After a few quick strikes, the tinder begins to smoke. Gently, I scoop it into my hand and blow, eliciting first more smoke and finally tiny flames. I quickly clip the fire starter back onto my belt loop, then, using both hands, place the tinder in the center of my clearing. As I add more tinder the flames grow and smoke saturates my nostrils. I feed the flames the smallest branches, then larger. Within minutes the fire is full, strong, though it probably doesn’t look very impressive on camera. The flames are only about a foot high, but that is all I need—not a signal fire, just heat.

I pull my stainless-steel cup from my pack. It’s dented and slightly charred, but still solid. After filling it with water, I place it close to the fire. While I wait for the water to heat I force myself to eat a fingerful of peanut butter. After not eating for so long, I’d have thought even my least favorite food would be ambrosial, but it’s disgusting, thick and salty, and it sticks to the roof of my mouth. I prod the gummy mass with my dry tongue, thinking I must look as ridiculous as a dog. I should have pretended an allergy on the application; then they would have needed to leave me something else. Or maybe I wouldn’t have been selected at all. My brain is too tight to consider the implications of not being chosen, where I would be right now.

Finally, the water boils. I give any microbes a few minutes to die, then use my ragged jacket sleeve as a potholder and pull the cup from the flame. Once the bubbles die down, I pour the boiled water into one of my Nalgenes, filling it about a third of the way.

The second batch heats more quickly. Into the Nalgene the water goes, and after a third round of boiling the bottle is full.
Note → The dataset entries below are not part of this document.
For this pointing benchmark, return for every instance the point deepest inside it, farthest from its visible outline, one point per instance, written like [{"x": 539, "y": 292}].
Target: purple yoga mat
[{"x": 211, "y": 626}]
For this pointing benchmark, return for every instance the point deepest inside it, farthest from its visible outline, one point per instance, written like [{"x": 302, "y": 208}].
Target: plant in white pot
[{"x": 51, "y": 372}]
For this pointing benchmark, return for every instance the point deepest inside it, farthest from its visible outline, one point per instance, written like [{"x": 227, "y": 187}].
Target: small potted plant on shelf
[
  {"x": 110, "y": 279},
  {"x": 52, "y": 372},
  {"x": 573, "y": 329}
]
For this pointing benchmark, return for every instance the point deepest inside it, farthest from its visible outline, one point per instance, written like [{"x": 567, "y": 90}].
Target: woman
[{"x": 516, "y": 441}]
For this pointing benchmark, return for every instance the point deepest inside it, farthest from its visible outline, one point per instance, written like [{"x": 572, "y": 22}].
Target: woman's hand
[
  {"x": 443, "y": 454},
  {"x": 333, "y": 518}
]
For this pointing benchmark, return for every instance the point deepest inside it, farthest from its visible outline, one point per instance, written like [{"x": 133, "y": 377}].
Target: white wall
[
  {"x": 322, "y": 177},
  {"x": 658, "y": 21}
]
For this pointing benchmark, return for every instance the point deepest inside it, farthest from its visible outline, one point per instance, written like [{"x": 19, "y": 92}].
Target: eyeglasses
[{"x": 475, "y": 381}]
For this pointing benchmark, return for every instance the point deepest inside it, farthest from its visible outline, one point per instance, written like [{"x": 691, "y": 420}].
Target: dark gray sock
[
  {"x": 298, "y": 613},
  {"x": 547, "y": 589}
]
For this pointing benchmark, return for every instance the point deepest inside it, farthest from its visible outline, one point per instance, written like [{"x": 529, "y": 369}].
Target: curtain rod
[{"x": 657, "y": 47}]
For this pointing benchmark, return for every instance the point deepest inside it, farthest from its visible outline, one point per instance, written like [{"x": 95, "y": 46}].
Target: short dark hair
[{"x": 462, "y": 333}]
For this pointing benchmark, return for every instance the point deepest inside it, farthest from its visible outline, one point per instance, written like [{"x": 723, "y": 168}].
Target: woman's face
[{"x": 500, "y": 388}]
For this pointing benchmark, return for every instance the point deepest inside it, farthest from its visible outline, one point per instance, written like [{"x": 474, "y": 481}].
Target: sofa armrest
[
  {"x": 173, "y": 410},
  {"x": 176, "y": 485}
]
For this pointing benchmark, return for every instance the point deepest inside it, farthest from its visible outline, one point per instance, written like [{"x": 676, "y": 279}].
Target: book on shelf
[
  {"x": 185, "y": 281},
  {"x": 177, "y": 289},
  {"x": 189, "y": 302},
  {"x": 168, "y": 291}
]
I tighten its cap, then jam it into the muddy bottom of the stream, so that the cold water flows over the plastic almost to the rim. The blue bandana drifts with the current. By the time I’ve filled the second bottle, the first is nearly cold. I fill the cup and place it to boil yet again, then drink four ounces from the cooled bottle, washing peanut-butter residue down my throat. I wait a few minutes, drink four more ounces. In these short, spaced bursts I finish the bottle. The cup is boiling again and I can feel the membranes of my brain rehydrating. My headache retreats. All this work is probably unnecessary; the stream is clear and quick. Odds are the water’s safe, but I took that bet once before and lost.

As I pour the latest batch of water into my bottle, I realize that I haven’t built my shelter yet, and the sky is clouded as though for rain. Fading light tells me I don’t have long. I push myself to my feet, wincing against the tightness in my hips. I collect five heavy branches from the woods and brace these against the leeward side of the fallen tree, longest to shortest, creating a triangular frame just wide enough to slip into. I pull a black garbage bag from my pack—a parting gift from Tyler, unexpected but appreciated—and spread it over the frame. As I scoop up armfuls of dead leaves and pile them atop the plastic bag, I think of the priorities of survival.
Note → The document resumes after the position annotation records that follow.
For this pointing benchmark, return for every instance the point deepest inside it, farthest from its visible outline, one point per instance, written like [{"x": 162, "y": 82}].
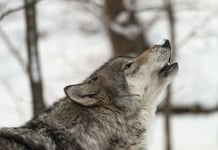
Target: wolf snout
[{"x": 166, "y": 44}]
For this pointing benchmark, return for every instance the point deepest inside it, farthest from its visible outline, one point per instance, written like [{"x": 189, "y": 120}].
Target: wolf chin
[{"x": 111, "y": 110}]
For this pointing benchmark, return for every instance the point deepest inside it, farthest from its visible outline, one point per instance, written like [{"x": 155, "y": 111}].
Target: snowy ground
[{"x": 68, "y": 55}]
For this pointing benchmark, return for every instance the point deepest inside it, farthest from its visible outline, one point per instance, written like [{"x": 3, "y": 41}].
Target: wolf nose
[{"x": 166, "y": 44}]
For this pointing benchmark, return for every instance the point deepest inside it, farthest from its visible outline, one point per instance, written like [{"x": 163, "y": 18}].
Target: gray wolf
[{"x": 111, "y": 110}]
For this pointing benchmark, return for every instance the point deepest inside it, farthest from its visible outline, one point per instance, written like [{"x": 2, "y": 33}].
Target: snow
[{"x": 68, "y": 55}]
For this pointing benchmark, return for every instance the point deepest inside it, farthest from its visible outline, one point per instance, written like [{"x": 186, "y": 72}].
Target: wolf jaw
[{"x": 111, "y": 109}]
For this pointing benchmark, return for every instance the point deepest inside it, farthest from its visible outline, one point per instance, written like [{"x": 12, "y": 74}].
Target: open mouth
[{"x": 169, "y": 68}]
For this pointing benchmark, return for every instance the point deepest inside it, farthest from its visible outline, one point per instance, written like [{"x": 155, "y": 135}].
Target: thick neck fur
[{"x": 100, "y": 127}]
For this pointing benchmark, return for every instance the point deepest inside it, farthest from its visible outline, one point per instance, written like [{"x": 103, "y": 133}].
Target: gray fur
[{"x": 110, "y": 110}]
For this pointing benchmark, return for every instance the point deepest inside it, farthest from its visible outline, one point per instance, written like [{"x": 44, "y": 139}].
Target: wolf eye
[{"x": 128, "y": 65}]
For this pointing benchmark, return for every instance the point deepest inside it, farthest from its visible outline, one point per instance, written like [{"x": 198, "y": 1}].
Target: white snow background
[{"x": 68, "y": 54}]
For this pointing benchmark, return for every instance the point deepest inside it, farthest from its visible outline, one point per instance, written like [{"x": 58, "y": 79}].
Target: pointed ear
[{"x": 83, "y": 93}]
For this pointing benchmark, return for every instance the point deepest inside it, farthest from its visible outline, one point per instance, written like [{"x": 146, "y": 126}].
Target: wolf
[{"x": 110, "y": 110}]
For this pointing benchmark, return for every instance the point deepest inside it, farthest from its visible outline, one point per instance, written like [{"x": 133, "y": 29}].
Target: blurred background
[{"x": 48, "y": 44}]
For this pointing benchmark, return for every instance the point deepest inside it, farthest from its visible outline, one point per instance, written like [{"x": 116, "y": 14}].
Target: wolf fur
[{"x": 111, "y": 110}]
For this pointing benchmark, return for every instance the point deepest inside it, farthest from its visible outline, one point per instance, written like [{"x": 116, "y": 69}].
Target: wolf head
[{"x": 127, "y": 82}]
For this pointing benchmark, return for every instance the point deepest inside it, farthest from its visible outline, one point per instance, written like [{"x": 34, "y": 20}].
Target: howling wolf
[{"x": 110, "y": 110}]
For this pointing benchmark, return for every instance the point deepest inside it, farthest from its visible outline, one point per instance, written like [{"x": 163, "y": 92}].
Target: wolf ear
[{"x": 83, "y": 93}]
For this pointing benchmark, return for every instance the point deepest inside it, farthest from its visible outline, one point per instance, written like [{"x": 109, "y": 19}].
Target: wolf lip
[{"x": 166, "y": 70}]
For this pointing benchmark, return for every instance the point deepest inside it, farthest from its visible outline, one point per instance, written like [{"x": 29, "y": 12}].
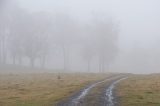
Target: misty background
[{"x": 81, "y": 35}]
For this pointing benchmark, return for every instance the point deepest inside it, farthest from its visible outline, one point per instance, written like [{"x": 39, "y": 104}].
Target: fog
[{"x": 81, "y": 35}]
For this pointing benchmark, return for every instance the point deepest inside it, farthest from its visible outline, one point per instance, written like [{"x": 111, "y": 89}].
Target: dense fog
[{"x": 81, "y": 35}]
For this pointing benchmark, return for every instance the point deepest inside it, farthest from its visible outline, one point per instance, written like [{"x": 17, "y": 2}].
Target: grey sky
[{"x": 139, "y": 19}]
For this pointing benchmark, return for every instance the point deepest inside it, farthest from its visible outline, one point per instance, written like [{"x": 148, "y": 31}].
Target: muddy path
[{"x": 97, "y": 94}]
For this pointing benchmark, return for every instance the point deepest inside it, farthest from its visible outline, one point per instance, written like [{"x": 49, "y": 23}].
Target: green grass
[
  {"x": 140, "y": 91},
  {"x": 41, "y": 89}
]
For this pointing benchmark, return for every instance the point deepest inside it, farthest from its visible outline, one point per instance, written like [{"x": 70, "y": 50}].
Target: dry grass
[
  {"x": 140, "y": 91},
  {"x": 41, "y": 89}
]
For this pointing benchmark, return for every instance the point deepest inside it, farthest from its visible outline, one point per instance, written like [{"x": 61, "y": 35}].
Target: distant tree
[
  {"x": 106, "y": 36},
  {"x": 65, "y": 31}
]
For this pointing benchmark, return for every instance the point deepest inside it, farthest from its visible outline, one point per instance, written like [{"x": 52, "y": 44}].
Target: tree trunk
[
  {"x": 20, "y": 60},
  {"x": 0, "y": 51},
  {"x": 89, "y": 66},
  {"x": 66, "y": 58},
  {"x": 32, "y": 62},
  {"x": 14, "y": 60},
  {"x": 3, "y": 51},
  {"x": 43, "y": 60}
]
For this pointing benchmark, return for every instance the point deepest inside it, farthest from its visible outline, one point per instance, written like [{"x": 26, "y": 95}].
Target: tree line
[{"x": 34, "y": 36}]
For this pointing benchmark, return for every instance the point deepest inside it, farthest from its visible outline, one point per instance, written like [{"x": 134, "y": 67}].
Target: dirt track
[{"x": 97, "y": 94}]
The rules of three. A bad attitude can kill you in three seconds; asphyxiation can kill you in three minutes; exposure in three hours; dehydration in three days; and starvation in three weeks—or is it three months? Regardless, starvation is the least of my concerns. As weak as I feel, it hasn’t been that long since I ate. Six or seven days at most, and that’s generous. As for exposure, even if it rains tonight it won’t be cold enough to kill me. Even without a shelter, I’d be wet and miserable but probably not in danger.